After an off-duty Colorado Springs Police Department officer handcuffed and searched a young autistic man during a church service, the Indy asked CSPD spokesman Sgt. Steve Noblitt if the department trained its officers to recognize developmental disabilities. He said that it did not.
But that wasn't exactly correct. As Noblitt explained following publication of "Bad service" (News, July 21), while the department doesn't provide mandatory training to recognize all forms of developmental disability and mental illness, it does provide a voluntary "Crisis Intervention Training."
Offered multiple times yearly, the 40-hour course is meant to expand officers' understanding of how best to interact with people who have a mental illness and/or disability. Noblitt says that 257 police employees have gone through the training.

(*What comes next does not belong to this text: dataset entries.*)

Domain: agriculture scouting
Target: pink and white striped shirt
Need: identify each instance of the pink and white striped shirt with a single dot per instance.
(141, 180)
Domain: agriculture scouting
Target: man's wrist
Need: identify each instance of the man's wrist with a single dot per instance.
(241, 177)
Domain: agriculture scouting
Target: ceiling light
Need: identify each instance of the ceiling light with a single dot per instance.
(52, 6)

Lt. Howard Black, a hostage negotiator with 29 years on the force, is one of them.
"It taught me how to deal with individuals who are in crisis, when they have a diagnosis of schizophrenia, or bipolar [disorder]," he says. "How are they filtering what they are hearing from us? That is something that really stood out to me.

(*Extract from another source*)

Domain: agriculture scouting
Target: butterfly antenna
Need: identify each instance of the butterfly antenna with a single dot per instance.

"It was an incredible experience. I had an attitude of, 'What's this going to teach me?' I learned the first day that I had a lot to learn."
CIT-trained officers are assigned throughout the department, says Black, and the training is opened to others, too, including city officials, sheriff's deputies, even employees with nonprofits.
"Obviously it's law-enforcement focused," he says, "but we want our community members to have a better understanding of these crisis situations."